Pushing my grocery cart towards the automatic doors, I can’t help but notice the older man just ahead of me. He is tall and spry, and the bright, yellow sweater he wears sets off his sharp, new haircut. I observe these details because when the automatic doors open, he doesn’t budge.
“Waiting for the light to change, huh?” I laugh, making light of his hesitation.
“Nope. Just waiting for my wife,” he sighs. “Apparently, I’m not allowed to drive anymore.” The heavy loss of independence sits deep in his eyes.
“It was just a little fender bender,” he explains. “The guy ahead of me just stopped too fast.”
His son took away his car keys. Now he has to be driven everywhere like a school boy. He’s mad but mostly he’s sad. I would be, too. No more jumping in the car on a moment’s whim and letting the world swirl past your windows. From here on out he will just be a passenger. I imagine him raising that son; the one who took his first steps as Dad looked on with pride. Now that boy will watch him take these last ones.
Having seen my share of retirees motor through 4-way stop signs or suddenly stop for seemingly no reason, I get it. Many shouldn’t be behind the wheel in the first place. Right now, there are one million licensed drivers over the age of 80! And while one could say the same for teen drivers, statistics don’t lie: drivers over 85 have four times the fatality rate of teenage motorists.
At 17, I drove almost the entire California coastline in an old, Chevy Nova. Still remember the hairpin turns approaching Big Sur, the scary, high cliffs where mammoth waves crashed on the rocks below. It was a thrilling and heady ride and I was the master of my fate.
F. Scott Fitzgerald said, “we beat on, boats against the current, borne back ceaselessly into the past.” No wonder. That’s where all those wild and free memories first ignited in us; the ones we thought would last and last with just a turn of the key. I would like to believe that someday I will be in that one percent still cruising in their 90‘s with the top down. Praying, of course, that I never hear: ‘Get off the road Grandma!’
Evidently giving up the car keys is one of the most major losses.
I understand both sides… the humiliation of dependency on others for even neighborhood transportation and a family’s frustration and conflict with an elder who refuses to relinquish the privilege before an accident occurs.
My neighbor’s out of town adult children just staged an intervention for their 92 yr old mother. A temporary compromise was reached on driving and other issues but I’m afraid her maintaining sense of independence (driving) will trump her own safety and that of others.
Just today in Az Daily Star ‘Letters to Editor’ someone wrote about how they were just issued a new drivers license expiring when they were 97 without any driving test just after there have been several fatalities caused by elders no longer capable of driving.
It won’t be easy giving up driving when it’s my turn to do so but hopefully I won’t wait until I’m a danger to others.

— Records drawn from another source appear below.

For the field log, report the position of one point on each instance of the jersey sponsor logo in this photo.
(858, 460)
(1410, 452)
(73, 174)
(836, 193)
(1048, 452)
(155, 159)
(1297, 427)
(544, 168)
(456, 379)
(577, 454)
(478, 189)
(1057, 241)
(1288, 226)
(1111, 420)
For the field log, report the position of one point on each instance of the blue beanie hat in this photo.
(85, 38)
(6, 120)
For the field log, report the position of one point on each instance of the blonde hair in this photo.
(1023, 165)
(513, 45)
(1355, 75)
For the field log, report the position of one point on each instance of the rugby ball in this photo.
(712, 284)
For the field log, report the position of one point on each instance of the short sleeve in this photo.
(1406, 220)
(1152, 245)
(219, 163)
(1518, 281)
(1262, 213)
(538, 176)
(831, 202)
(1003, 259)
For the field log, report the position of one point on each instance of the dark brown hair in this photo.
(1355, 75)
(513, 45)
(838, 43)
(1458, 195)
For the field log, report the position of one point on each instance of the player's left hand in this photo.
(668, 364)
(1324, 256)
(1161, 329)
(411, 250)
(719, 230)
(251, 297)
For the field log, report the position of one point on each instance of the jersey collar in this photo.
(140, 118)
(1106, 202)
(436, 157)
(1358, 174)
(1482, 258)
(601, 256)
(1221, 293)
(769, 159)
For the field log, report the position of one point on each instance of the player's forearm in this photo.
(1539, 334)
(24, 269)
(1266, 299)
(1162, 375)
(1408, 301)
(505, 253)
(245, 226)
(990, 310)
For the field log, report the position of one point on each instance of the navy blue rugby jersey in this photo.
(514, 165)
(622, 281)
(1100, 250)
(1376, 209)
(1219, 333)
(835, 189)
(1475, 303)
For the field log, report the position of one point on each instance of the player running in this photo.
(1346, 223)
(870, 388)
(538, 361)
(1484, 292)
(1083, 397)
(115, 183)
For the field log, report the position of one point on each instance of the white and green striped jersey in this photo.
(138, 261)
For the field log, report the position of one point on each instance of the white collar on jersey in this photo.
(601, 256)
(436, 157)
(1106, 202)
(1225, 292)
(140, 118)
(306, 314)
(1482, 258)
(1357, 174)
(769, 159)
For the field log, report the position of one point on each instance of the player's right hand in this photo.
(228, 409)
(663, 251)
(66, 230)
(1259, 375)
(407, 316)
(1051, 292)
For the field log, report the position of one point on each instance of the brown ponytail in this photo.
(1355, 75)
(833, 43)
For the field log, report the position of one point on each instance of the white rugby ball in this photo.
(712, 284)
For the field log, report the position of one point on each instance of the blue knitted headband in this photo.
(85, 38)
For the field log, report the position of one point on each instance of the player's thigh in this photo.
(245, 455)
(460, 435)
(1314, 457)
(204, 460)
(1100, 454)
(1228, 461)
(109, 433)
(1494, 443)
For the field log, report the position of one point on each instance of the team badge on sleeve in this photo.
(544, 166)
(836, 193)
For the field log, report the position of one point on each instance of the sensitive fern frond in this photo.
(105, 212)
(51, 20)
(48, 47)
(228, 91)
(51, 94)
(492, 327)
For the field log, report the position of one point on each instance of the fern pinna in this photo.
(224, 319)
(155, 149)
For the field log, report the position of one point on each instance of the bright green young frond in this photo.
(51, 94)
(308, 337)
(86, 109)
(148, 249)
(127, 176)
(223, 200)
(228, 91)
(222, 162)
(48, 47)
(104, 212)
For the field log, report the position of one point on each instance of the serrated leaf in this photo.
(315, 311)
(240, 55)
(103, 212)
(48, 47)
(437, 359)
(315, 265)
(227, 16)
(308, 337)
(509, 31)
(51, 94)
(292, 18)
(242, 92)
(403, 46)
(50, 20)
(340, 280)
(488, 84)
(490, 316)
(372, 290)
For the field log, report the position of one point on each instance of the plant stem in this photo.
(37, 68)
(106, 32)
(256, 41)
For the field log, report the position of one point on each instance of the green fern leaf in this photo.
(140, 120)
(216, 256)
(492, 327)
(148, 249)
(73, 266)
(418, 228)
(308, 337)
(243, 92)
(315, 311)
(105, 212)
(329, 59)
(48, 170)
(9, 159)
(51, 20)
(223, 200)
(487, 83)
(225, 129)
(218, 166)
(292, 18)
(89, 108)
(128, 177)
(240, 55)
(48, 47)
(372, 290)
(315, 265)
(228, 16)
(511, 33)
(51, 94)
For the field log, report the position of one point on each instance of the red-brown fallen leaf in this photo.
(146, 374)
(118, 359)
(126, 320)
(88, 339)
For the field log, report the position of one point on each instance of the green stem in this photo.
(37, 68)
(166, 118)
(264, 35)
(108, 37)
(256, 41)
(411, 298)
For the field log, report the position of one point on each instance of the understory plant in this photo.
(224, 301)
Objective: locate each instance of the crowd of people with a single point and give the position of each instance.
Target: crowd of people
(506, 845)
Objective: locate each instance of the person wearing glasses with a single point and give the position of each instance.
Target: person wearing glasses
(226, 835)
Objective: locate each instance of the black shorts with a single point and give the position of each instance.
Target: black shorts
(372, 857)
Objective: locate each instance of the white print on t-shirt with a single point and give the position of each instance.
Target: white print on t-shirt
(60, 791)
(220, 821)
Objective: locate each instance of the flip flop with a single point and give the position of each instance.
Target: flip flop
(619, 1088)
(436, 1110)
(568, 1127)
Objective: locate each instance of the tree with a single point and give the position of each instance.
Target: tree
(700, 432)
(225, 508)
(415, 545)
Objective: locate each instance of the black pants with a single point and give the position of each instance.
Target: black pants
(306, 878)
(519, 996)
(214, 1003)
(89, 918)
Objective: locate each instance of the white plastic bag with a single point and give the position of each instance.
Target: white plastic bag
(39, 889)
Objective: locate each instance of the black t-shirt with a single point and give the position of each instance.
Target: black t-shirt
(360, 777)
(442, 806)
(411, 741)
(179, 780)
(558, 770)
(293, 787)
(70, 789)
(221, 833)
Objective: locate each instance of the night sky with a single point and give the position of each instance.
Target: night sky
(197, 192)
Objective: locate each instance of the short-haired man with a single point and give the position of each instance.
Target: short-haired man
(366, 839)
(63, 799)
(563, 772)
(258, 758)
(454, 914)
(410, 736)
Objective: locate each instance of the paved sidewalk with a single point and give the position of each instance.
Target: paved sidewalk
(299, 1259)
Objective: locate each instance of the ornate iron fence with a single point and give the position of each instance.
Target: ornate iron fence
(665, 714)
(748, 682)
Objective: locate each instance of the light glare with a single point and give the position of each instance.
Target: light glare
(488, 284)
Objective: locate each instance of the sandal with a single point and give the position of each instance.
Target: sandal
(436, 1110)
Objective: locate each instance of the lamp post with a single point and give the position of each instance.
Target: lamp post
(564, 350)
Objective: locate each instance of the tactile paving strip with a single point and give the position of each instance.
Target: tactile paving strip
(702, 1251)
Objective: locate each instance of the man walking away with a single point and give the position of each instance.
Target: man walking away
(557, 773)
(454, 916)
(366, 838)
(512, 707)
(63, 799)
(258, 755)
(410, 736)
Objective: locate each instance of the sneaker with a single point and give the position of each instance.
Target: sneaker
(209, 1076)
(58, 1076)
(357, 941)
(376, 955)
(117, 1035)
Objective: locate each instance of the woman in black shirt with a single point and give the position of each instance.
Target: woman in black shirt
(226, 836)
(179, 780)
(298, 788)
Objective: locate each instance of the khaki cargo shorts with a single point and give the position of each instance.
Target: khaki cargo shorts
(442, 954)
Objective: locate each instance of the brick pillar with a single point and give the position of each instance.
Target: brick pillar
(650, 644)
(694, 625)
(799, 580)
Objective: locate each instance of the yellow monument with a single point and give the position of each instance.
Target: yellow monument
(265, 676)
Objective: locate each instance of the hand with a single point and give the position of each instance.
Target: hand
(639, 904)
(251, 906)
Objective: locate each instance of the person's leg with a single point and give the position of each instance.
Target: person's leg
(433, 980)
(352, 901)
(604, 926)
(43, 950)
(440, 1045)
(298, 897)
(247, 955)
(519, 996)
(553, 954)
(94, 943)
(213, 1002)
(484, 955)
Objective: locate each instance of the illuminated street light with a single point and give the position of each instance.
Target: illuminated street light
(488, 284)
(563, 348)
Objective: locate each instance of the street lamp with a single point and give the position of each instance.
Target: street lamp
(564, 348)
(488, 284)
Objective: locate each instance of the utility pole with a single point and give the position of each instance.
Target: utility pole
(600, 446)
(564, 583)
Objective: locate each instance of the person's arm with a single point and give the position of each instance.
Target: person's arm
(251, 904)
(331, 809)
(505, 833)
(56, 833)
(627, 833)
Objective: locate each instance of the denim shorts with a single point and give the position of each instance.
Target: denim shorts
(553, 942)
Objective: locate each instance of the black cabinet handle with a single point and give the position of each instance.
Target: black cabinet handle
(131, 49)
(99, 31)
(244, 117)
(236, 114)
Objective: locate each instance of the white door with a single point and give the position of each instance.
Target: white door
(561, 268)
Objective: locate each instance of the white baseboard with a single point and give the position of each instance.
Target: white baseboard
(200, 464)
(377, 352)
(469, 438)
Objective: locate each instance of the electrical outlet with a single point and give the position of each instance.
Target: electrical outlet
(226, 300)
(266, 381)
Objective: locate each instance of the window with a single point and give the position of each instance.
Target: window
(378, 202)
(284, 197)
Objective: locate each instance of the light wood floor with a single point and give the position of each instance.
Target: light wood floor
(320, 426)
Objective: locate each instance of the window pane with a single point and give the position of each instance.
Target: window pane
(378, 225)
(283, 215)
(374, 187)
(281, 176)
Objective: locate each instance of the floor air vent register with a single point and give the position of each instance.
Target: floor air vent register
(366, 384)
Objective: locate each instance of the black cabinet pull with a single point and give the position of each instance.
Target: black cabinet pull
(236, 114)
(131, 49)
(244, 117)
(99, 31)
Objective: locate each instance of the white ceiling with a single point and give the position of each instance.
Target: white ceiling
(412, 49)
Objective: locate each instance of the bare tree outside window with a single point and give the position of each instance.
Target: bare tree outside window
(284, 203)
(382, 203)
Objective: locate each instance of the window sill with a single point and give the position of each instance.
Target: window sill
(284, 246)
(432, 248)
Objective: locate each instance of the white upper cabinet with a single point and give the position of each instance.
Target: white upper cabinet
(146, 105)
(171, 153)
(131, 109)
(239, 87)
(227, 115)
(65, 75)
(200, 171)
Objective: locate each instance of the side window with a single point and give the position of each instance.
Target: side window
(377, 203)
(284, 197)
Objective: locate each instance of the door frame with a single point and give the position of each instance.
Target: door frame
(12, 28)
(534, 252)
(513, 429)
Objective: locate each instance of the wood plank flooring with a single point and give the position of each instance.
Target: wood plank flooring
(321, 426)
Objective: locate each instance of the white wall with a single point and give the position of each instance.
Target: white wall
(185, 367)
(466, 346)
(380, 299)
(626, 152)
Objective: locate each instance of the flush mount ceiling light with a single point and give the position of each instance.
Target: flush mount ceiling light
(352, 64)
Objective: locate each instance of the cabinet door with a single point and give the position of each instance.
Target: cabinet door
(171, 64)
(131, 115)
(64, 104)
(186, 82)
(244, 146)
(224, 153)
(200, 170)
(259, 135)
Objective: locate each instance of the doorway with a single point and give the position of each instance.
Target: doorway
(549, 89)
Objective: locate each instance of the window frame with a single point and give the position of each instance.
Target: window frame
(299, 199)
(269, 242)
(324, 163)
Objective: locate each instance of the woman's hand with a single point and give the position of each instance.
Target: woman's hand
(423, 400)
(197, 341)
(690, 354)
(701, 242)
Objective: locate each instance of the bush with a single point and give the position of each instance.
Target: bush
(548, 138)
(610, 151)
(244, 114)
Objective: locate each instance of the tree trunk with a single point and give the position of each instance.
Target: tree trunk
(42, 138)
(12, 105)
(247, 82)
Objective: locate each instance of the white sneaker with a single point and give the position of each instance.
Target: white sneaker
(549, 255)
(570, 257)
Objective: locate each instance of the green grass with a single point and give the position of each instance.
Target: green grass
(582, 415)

It’s ok if I kill myself cause my time is almost up anyway.
Really a good post. A friend in his 90’s, just hit his home. He claims his foot got stuck on the gas, or maybe he got confused. Made a hole in a wall of his home and damaged his car. He still thinks he can drive. Hmmmm!
My Dad gave his keys up voluntarily around 82. My Mom will have them pried out of her hands (87) with a crowbar.
I tried to reason with Pop that for the cost of insurance and maintenance on his car, he could taxi anywhere he went.”Nope. I like the fact that I could get in my car and go when I want.” The car gathered dust in the garage, only driven by us when we visited every few weeks.
one of his favorite jokes:
two ‘seasoned citizens’ were out for lunch. the passenger, after two white knuckle high speed passages through a stop sign and a red light, says to the driver, ” Did you know you just ran that red light?” The driver replied, ” What? I’m driving?”